セリアの口出しには、実のところ強制力はない。
本当に気に入らなければ、セリアの助言を無視するという選択肢も彼らにはある。
「ふむ。意気込みと自制心はなかなかのようだな」
セリアの助言を不服に思いつつも、おとなしく従う程度の分別はあるわけだ。
なかなかしっかりしていて、好感が持てる。
口調は少し生意気だが。
「ありがとよ。ちなみに、俺の名前はユーヤだ」
「僕の名前はユヅキだよ」
少年2人がそう言う。
リーダー格のやや生意気な少年がユーヤで、最年少の少年がユヅキか。
他の3人も、合わせてあいさつをしてくる。
「俺はコウタ、こっちはシルヴィだ。……それで? 要するに、こちらの2人とそちらの5人で合同パーティを組もうという話か?」
合同パーティ。
難易度の高い任務に挑戦するときに、たまに組まれるものである。
戦闘だけを考えるなら、パーティ人数は多ければ多いほど有利だ。
極端な話、1000人パーティを組めば、上級の魔物や大規模な盗賊団だって恐くない。
1000人は言い過ぎだとしても、20人くらいのパーティであれば現実的に組むことも不可能ではない。

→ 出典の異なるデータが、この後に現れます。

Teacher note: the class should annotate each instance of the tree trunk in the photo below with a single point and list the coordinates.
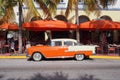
(77, 21)
(20, 28)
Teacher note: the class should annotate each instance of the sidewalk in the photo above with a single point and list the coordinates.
(22, 56)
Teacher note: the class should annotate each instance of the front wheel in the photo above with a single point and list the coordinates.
(79, 57)
(37, 56)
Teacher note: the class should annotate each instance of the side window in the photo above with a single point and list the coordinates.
(75, 44)
(61, 1)
(57, 43)
(68, 43)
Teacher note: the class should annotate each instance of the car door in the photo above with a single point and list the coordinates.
(56, 50)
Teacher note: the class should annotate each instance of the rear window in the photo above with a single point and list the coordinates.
(68, 43)
(56, 43)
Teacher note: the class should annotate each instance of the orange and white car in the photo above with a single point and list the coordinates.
(61, 48)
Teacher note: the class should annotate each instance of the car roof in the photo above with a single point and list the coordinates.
(64, 39)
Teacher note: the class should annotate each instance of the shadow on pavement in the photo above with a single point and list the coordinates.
(56, 76)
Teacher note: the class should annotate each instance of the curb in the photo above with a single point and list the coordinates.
(94, 57)
(13, 57)
(106, 57)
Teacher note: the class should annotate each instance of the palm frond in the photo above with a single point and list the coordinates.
(32, 9)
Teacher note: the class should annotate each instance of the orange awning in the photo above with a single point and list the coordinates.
(40, 25)
(9, 26)
(100, 25)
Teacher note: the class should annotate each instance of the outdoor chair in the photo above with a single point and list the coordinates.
(111, 50)
(99, 50)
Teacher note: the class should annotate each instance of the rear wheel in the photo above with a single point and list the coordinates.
(37, 56)
(79, 57)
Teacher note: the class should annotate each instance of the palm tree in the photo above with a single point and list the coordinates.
(47, 6)
(89, 6)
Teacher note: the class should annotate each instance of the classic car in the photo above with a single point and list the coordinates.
(61, 48)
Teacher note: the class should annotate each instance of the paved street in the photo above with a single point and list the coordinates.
(96, 69)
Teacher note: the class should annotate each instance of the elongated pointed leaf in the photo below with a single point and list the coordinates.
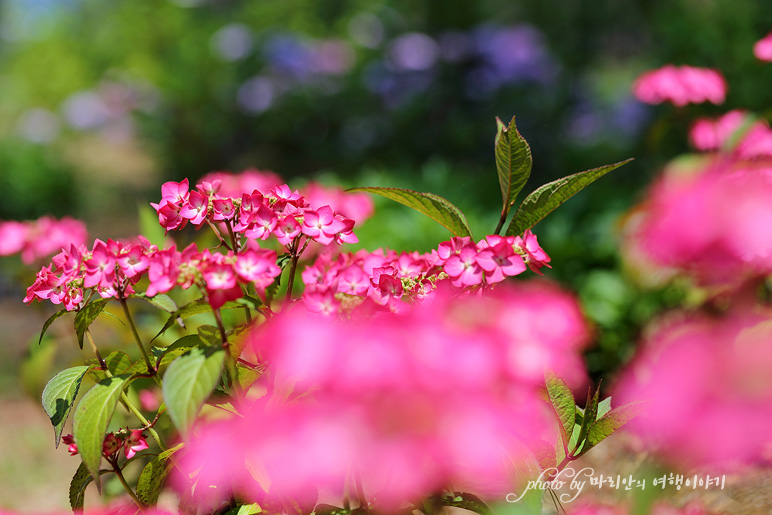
(433, 206)
(86, 317)
(153, 475)
(611, 421)
(462, 500)
(92, 417)
(590, 414)
(78, 485)
(513, 162)
(48, 323)
(188, 382)
(548, 197)
(563, 402)
(199, 306)
(58, 396)
(161, 301)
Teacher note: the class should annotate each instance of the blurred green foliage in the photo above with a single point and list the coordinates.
(103, 101)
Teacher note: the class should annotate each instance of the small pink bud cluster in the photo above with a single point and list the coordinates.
(113, 268)
(393, 280)
(130, 440)
(447, 394)
(282, 213)
(680, 85)
(41, 238)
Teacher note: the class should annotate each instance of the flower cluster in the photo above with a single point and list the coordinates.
(680, 85)
(130, 440)
(394, 280)
(113, 268)
(754, 138)
(445, 394)
(711, 384)
(41, 238)
(280, 212)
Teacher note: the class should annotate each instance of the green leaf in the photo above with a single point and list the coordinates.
(50, 321)
(513, 162)
(433, 206)
(590, 414)
(563, 402)
(548, 197)
(58, 396)
(611, 421)
(160, 301)
(210, 335)
(78, 485)
(462, 500)
(91, 418)
(604, 407)
(86, 317)
(153, 475)
(188, 382)
(196, 307)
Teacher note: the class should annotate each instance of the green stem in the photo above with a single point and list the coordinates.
(124, 397)
(503, 219)
(126, 486)
(150, 368)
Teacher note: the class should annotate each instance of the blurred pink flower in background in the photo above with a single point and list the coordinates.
(763, 48)
(447, 393)
(707, 134)
(680, 85)
(710, 383)
(41, 238)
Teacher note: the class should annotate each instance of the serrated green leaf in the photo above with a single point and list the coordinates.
(161, 301)
(190, 309)
(611, 421)
(210, 335)
(86, 316)
(58, 396)
(563, 402)
(604, 407)
(188, 382)
(590, 414)
(513, 162)
(433, 206)
(548, 197)
(48, 323)
(462, 500)
(78, 485)
(91, 418)
(153, 475)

しかしもちろん、みんながそういった大規模パーティを組まないのには理由がある。
報酬の配分だ。
単純に人数が多くて1人あたりの配分が少なくなるし、貢献度に応じた配分の判断も難しくなる。
基本的には、3~6人ぐらいのパーティを組むことが多い。
それ以上の人数を要するような高難度の任務には、今回のように臨時の合同パーティが検討されるわけだ。

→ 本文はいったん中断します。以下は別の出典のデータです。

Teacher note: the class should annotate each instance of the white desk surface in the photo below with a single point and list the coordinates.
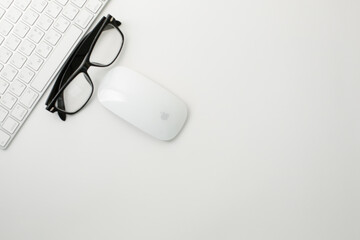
(270, 151)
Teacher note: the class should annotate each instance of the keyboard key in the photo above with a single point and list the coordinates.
(8, 73)
(8, 100)
(3, 113)
(21, 29)
(4, 138)
(13, 15)
(17, 88)
(5, 27)
(12, 42)
(35, 62)
(62, 2)
(36, 34)
(39, 5)
(6, 3)
(53, 9)
(83, 19)
(70, 12)
(5, 54)
(45, 22)
(27, 47)
(26, 75)
(28, 98)
(62, 24)
(52, 37)
(10, 125)
(30, 17)
(18, 60)
(22, 4)
(79, 3)
(19, 112)
(43, 49)
(3, 86)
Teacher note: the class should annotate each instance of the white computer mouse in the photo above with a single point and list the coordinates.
(143, 103)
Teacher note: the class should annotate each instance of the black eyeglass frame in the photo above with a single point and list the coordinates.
(61, 83)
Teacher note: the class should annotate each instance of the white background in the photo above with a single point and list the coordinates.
(270, 151)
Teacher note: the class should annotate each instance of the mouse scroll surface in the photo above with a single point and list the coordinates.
(143, 103)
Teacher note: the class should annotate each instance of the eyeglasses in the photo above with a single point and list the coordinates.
(73, 87)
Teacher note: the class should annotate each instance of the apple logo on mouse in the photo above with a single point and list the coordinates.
(164, 116)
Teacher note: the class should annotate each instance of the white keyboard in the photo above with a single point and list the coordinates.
(36, 37)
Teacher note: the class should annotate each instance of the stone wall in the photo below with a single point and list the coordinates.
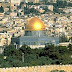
(46, 68)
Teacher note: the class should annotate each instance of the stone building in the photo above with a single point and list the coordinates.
(35, 35)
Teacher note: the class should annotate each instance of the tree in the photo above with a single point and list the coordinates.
(1, 9)
(63, 38)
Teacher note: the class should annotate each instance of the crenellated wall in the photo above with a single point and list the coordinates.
(46, 68)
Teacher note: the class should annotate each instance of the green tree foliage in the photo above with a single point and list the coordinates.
(63, 38)
(1, 9)
(49, 55)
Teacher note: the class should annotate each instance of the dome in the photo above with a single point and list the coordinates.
(35, 24)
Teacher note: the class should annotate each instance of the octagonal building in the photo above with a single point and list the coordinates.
(35, 35)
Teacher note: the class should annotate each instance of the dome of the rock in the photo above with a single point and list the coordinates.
(35, 24)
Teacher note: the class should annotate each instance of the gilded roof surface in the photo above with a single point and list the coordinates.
(35, 24)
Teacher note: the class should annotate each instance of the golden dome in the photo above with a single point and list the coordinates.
(34, 24)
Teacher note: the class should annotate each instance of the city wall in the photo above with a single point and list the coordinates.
(46, 68)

「う、うん。コウタの噂は聞いているよ。ずいぶんと練度の高い風魔法を使うルーキーだって」
「へへっ。それに、俺たちと同じくエルカ樹海に挑戦しようっていう噂も聞いて、待ち伏せしていたんだぜ」
ユヅキとユーヤがそう言う。
なるほど。
俺は知らない間に、少し有名になっていたようだ。
「ふむ……。まあ悪くはないな。セリアちゃんはどう思う?」
「コウタさんがいいなら、受けるといいですにゃ。メンバーが増えて安定感は増すと思いますが、パーティリーダーとしてしっかりまとめる必要はありますにゃ」
確かに、Eランクとはいえ最低限の戦闘能力を持つ彼ら5人がいれば、安定感は増す。
エルカ樹海の浅いところまでであれば、問題なさそうか。
あとは、だれかがうっかり深いところまで入り込まないように管理しなければならない。
ユヅキはだいじょうぶそうだが、ユーヤは怪しい。
1人で突っ走りそうだ。
ちゃんと、俺が気を配る必要があるだろう。
「わかった。では、近いうちにエルカ樹海に挑戦することにしよう」
「あ、ありがとう。コウタ」
「へへっ。見る目があるじゃねェか」
ユヅキとユーヤがそう言う。
他の3人も満足そうだ。
「わたしもがんばります!」
シルヴィが力強くそう言う。
「しかしその前に、エルカ草原でお互いの実力を確認しつつ、連携を深めておきたい。少なくとも数日、できれば1週間ってところだ。それでいいか?」
「わ、わかった。大切なことだよね。僕もがんばる!」
「ちょっと面倒くせェが、仕方ねェか。やってやるぜ」
そんな感じで、俺とシルヴィは、Eランクパーティ『大地の轟き』と臨時の合同パーティを組むことになった。
きちんと連携を深めて、エルカ樹海に挑戦したいところだ。